Uma das incomodadas com o estilo das mulheres que transitam pela Casa é a deputada Cristiane Brasil (PTB-RJ), que propôs à Mesa Diretora a exigência de roupas sociais e a proibição do uso de decotes ou saias mais “ousadas”. O primeiro-secretário da Mesa Diretora, Beto Mansur (PRB-SP), vai apresentar uma proposta para restringir o vestuário feminino. Segundo ele, o objetivo é combater os “excessos”, e ele defende que se crie uma regra mínima.

Parece brincadeira que, com o cenário atual, ainda tenha gente que se preocupe mais com o dress code do que com pautas realmente importantes. Além de ser um absurdo, a ideia da restrição é puro conservadorismo; atraso social, cultural e uma cortina de fumaça para assuntos mais sérios relacionados diretamente à autonomia das mulheres.

Seguindo esse raciocínio, nos últimos tempos uma nova palavra entrou no meu vocabulário e no de várias mulheres: sororidade. Ela me pegou de vez e já tem lugar garantido ao lado de expressões como desconstrução, coletividade e empoderamento. Mas, afinal, qual sua real definição? Sororidade vem do latim – sororis significa irmã e idad, qualidade. Se o pacto entre os homens é conhecido como fraternidade e reconhece parceiros e sujeitos políticos excluindo as mulheres, a sororidade é o pacto entre as mulheres que são reconhecidas irmãs, sendo uma dimensão ética, política e prática na luta pela equidade no contexto contemporâneo.

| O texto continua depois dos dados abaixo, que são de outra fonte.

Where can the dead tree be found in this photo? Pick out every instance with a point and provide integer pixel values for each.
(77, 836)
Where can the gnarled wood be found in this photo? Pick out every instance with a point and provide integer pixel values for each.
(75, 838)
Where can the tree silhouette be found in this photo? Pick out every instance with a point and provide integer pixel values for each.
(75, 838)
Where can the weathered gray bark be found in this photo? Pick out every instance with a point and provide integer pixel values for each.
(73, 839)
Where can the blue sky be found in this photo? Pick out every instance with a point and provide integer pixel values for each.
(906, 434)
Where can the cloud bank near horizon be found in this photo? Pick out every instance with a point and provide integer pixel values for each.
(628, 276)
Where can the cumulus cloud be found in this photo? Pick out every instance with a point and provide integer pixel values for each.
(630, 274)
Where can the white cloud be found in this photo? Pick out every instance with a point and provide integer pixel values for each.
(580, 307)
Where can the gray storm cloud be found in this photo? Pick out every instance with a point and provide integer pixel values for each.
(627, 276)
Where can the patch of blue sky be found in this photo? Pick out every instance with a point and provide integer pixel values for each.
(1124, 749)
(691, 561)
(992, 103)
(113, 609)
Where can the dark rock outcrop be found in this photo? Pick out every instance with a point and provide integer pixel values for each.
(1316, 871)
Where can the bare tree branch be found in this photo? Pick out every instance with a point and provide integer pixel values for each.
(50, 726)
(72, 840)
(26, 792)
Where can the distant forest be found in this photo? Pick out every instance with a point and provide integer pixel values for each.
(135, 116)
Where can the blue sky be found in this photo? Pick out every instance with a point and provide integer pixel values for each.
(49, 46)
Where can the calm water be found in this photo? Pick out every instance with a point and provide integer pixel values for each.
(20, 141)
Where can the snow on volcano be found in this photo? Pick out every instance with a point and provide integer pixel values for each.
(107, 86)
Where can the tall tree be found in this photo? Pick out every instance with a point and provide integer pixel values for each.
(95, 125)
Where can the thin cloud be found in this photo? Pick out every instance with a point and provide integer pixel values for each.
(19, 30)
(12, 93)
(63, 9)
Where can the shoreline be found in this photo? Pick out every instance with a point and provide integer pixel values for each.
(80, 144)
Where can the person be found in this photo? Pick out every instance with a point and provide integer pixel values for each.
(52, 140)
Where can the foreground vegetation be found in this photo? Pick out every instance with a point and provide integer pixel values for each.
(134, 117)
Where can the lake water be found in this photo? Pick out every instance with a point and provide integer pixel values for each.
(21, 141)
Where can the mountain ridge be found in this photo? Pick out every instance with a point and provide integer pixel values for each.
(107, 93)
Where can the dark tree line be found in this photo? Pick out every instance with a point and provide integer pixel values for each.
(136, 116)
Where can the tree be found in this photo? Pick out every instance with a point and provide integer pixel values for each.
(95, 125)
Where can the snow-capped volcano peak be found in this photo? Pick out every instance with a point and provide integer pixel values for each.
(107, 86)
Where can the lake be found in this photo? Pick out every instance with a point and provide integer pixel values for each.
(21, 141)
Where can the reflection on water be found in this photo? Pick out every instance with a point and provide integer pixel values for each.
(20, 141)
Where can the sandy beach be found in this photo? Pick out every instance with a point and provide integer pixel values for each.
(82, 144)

Não é novidade nenhuma que existe uma desigualdade sociocultural histórica, que acabou por desenvolver um controle sobre o feminino através de seu corpo, sexualidade e reprodução. A sociedade é patriarcal e se manifesta em todos os lugares, instituições, pessoas, hábitos, culturas, religiões, ideologias, e mesmo entre mulheres. Isso porque o patriarcado socializa com os papéis e as hierarquias de gênero que existem entre homens e mulheres.

A proposta de restrição só deixa claro o machismo enraizado na sociedade e, obviamente, na política mais uma vez. O patriarcado existe há muito tempo, pois promove a sociabilidade entre homens, que se tratam como irmãos, atribuindo-lhes poder. Enquanto isso, obriga as mulheres a socializarem entre si como inimigas, servindo aos interesses do desejo masculino.

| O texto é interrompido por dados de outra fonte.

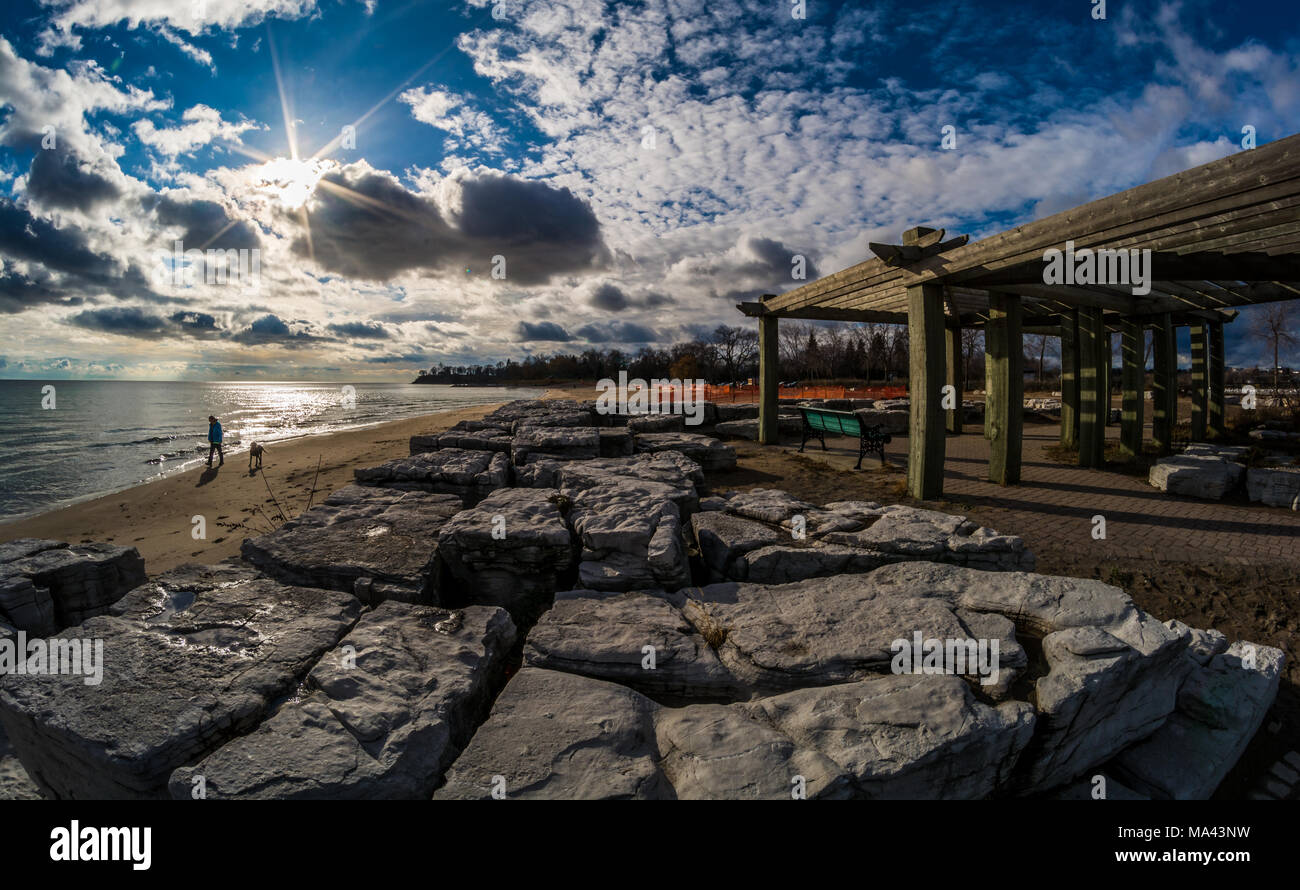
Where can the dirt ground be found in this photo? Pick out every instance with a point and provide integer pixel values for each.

Mulheres são julgadas pela vestimenta, pela estética. Não são poucas as notícias que falam do “visual” da presidenta em vez de atentar para as palavras que ela proferiu em determinado discurso. Desmerecer e desacreditar mulheres pelo que elas vestem é um dos recursos usados há tempos para limitar seu poder de decisão sobre o próprio corpo. Qualquer tentativa de uniformizar, determinar o que a diversidade de corpos estéticos e identitários das mulheres brasileiras pode trajar é dizer que se pode medir a competência pelo tamanho ou tipo de vestimenta; é atribuir valor à estética.

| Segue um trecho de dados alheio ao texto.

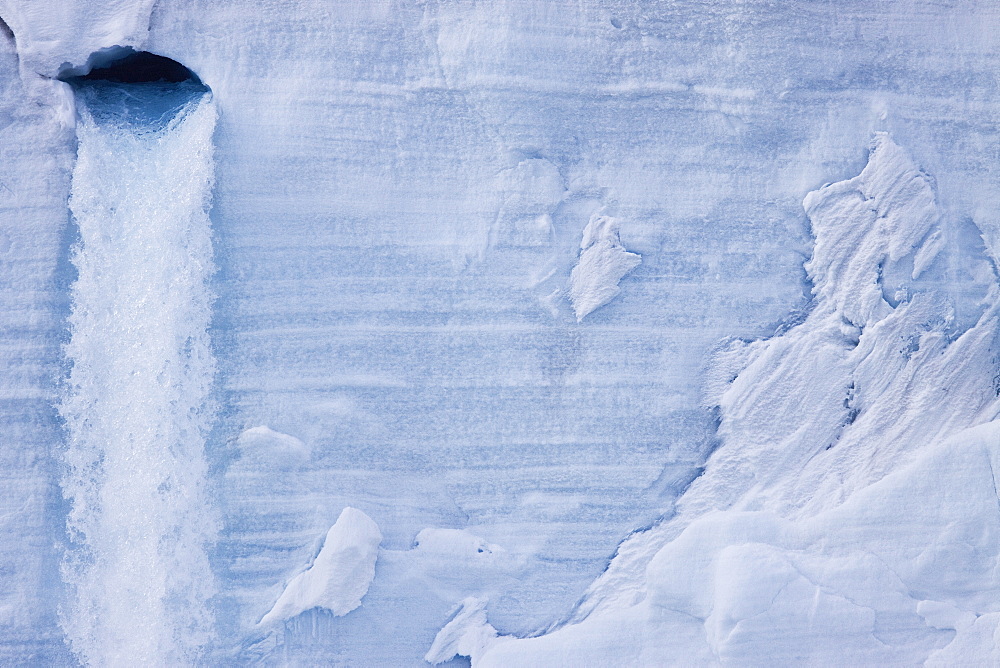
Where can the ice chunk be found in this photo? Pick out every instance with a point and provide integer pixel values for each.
(467, 634)
(849, 514)
(603, 263)
(264, 446)
(341, 574)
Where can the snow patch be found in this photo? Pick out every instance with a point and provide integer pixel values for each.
(467, 634)
(263, 446)
(850, 513)
(603, 263)
(341, 574)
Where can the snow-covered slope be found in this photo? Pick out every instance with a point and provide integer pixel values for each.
(850, 512)
(426, 222)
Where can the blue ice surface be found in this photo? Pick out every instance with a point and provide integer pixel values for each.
(376, 294)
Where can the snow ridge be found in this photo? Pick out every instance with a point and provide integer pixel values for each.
(340, 576)
(850, 466)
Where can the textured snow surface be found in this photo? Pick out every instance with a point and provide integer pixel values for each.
(137, 405)
(530, 284)
(341, 574)
(801, 541)
(603, 262)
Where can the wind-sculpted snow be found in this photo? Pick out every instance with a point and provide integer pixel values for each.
(851, 497)
(340, 575)
(603, 262)
(137, 404)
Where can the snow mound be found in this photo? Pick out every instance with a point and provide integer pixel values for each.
(603, 262)
(265, 446)
(850, 512)
(341, 574)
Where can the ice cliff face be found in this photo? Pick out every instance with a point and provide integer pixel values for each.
(850, 511)
(421, 270)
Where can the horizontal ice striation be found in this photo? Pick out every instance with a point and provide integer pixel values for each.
(603, 262)
(340, 575)
(851, 498)
(136, 404)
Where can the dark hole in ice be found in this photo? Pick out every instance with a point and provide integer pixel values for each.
(138, 89)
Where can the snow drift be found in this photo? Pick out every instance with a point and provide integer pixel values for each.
(850, 512)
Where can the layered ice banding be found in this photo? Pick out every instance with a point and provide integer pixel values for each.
(137, 403)
(849, 513)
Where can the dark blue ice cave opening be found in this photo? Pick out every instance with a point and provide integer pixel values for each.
(139, 89)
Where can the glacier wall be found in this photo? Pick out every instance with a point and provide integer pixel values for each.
(850, 512)
(401, 194)
(137, 406)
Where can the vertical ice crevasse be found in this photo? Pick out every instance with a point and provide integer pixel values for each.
(137, 406)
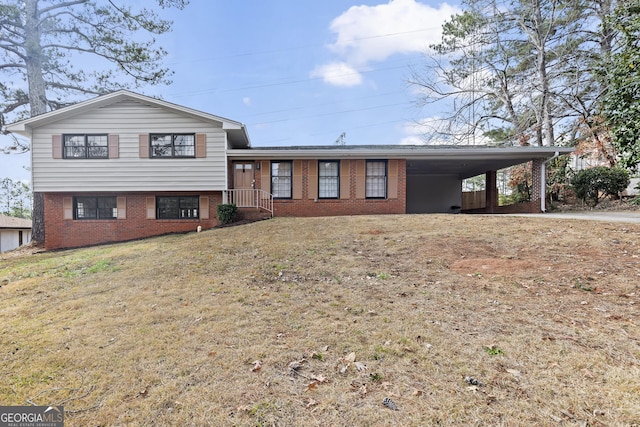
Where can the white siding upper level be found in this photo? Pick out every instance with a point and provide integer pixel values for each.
(128, 170)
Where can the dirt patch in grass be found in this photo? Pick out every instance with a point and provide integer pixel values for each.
(451, 320)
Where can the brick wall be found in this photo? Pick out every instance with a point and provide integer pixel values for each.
(68, 233)
(308, 206)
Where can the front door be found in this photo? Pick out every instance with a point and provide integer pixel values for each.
(243, 175)
(243, 184)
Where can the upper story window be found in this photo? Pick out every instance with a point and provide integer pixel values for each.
(281, 179)
(95, 208)
(86, 146)
(173, 145)
(328, 179)
(376, 180)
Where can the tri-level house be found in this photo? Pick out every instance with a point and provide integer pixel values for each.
(125, 166)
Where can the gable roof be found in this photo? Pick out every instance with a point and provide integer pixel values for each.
(237, 132)
(12, 222)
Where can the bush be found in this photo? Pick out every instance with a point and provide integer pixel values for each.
(226, 213)
(591, 185)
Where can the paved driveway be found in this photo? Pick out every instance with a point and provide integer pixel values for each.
(611, 216)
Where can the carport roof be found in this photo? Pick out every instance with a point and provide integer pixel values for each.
(463, 161)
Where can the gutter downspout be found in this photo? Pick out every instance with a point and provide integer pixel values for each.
(543, 182)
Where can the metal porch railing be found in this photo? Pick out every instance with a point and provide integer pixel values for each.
(249, 198)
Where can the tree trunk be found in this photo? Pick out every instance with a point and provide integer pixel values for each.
(34, 59)
(37, 215)
(37, 99)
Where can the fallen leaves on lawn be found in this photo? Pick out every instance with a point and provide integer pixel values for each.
(257, 365)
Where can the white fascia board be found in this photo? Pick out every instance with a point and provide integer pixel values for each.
(403, 153)
(22, 127)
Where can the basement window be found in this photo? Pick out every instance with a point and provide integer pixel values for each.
(328, 179)
(281, 179)
(95, 207)
(177, 207)
(376, 182)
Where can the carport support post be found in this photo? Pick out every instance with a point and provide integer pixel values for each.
(491, 193)
(538, 186)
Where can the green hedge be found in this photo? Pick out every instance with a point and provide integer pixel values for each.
(591, 185)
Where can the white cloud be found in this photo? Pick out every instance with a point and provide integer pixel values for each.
(368, 34)
(338, 74)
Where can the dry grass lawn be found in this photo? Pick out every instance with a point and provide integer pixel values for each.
(458, 320)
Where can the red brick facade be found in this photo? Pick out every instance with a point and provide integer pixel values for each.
(305, 202)
(68, 233)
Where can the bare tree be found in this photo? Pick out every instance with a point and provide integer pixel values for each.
(54, 53)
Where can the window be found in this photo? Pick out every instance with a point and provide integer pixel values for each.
(177, 207)
(173, 145)
(328, 179)
(95, 208)
(85, 146)
(376, 182)
(281, 173)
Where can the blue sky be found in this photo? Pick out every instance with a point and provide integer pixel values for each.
(299, 72)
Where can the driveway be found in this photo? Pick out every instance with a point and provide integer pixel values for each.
(610, 216)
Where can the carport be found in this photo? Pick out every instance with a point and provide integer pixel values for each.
(435, 174)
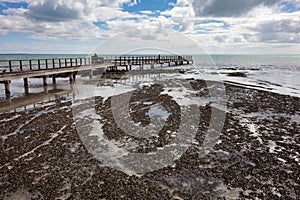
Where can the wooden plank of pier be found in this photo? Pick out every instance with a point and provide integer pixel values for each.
(43, 68)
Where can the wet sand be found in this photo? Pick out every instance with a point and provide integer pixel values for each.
(256, 157)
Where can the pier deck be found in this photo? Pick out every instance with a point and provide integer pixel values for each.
(45, 68)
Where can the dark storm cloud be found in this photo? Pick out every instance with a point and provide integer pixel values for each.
(278, 31)
(228, 8)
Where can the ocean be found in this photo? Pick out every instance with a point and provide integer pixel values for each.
(275, 73)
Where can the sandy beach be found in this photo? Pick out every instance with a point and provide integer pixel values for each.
(255, 157)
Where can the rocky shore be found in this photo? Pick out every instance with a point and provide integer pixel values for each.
(257, 155)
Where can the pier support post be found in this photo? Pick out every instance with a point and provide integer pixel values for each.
(71, 78)
(26, 89)
(91, 74)
(7, 89)
(45, 81)
(53, 79)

Para as servidoras que apoiam a restrição, vale pensar em sororidade e em não se tornar massa de manobra do sexismo na Casa, que opera de maneira silenciosa.E, quem sabe, convidar os servidores a debater a legalização do aborto, o combate à mortalidade materna de mulheres negras, os altos índices de estupro e outros tipos de violência contra a mulher, entre tantos temas que precisam ser discutidos. Isso combateria os “excessos” de absurdos e deixaria claro que cada um deve cuidar do seu decoro, que cada mulher cuida do seu decote.